| > To me it looks like Nix is firmly headed in the direction of a yet another tool with a very good idea whose authors don't want to make it more usable and thus it remained a niche curiosity for people with too much free time. What gives you the indication things are headed in the wrong way? I think things are heading in the right direction. The last year has seen nix flakes release to the stable nix version. Flakes are a big UX improvement to Nix. The last few releases of nix have added improved support for debugging nix code. (Poor debugging UX was highlighted as a major pain point). Efforts from major contributors are acknowledging the importance of improving documentation. - From the latest community survey, the steep learning curve and poor onboarding experience was noted as a major pain point. etc. > even looks down on busy programmers who want to memorize a few shorthands and move on Ehhh. I don't think it's fair to say "vim is a bad tool because it requires learning to get used to it". -- Fortunately, developers aren't stuck between nano and vi, they've got highly accessible tools like VSCode.. or on the command line, even micro https://github.com/zyedidia/micro |
Because it started swinging in the direction of "you are not the target audience" while at the same time raving about how it's the solution to the software packaging and distribution problems -- which, pardon if mistaken, are very ambitious and big goals that affect VERY different groups of people.
Telling any of them "it's not made for you" is not doing their cause any favors.
One example: documentation and onboarding. A good amount of guides, both official and out there, still use the old-ish syntax while `nix <subcommand>` has been a thing for a while now.
...Also "flakes", "pills", really? Can we finally grow up and start using proper terminology? The cutesy jargon must go. Forever. This is not a kids game and not a hobby project anymore. You're writing software with extremely ambitious goals. Show some professionalism. I can close my eyes on that and have done so many times but I've personally known a good amount of engineering leaders that would deny usage of software on that basis alone.
Nix got to a part of its lifetime where marketing and onboarding have to be heavily prioritized and its community doesn't seem very keen on it. That dooms it to obscurity from where I am standing because I am one of those programmers that visit the website and are like: "What is this? Oh, that. How do we start? Like so? Cool. Oh... an error on the second command, seriously? OK, OK, let's just Google it -- huh, nothing. Yeah, frak that, bye".
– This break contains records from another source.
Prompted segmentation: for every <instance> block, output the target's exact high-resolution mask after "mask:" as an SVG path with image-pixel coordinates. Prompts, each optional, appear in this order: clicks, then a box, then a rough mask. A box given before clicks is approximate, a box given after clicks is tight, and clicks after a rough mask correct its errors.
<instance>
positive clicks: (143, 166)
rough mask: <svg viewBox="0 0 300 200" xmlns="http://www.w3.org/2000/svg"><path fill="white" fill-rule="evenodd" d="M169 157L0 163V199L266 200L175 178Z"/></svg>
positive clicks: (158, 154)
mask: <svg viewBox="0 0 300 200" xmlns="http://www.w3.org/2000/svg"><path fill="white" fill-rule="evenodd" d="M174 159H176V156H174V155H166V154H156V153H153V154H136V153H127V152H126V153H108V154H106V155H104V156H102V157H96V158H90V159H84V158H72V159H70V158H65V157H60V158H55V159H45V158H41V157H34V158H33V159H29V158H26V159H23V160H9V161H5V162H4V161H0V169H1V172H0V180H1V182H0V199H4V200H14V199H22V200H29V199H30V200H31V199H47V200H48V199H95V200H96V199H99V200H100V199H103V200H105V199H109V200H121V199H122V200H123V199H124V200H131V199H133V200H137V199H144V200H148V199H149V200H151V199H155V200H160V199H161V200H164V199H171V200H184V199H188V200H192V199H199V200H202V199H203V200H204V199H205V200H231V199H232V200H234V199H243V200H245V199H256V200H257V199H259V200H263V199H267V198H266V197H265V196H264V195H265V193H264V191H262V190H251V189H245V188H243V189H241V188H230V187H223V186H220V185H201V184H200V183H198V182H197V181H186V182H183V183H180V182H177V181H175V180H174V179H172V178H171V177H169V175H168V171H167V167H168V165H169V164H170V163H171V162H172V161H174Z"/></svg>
The above has to be mercilessly chased and resolved at every occasion, aggressively. If not, Nix is going to be the next Snap / Flatpak.
And I really want to make it super clear if you're still with me: I want Nix to succeed. For now though I view it as a nascent tool that still has long ways to go. And I really wish they started learning from the mistakes of Git (confusing CLI, big docs that don't help one get onboarded quickly). But so far it's not looking good on these points.
Admittedly I last checked it out 7-ish months ago. I'll try checking it out every 3 months or so from now on. And I hope I am wrong.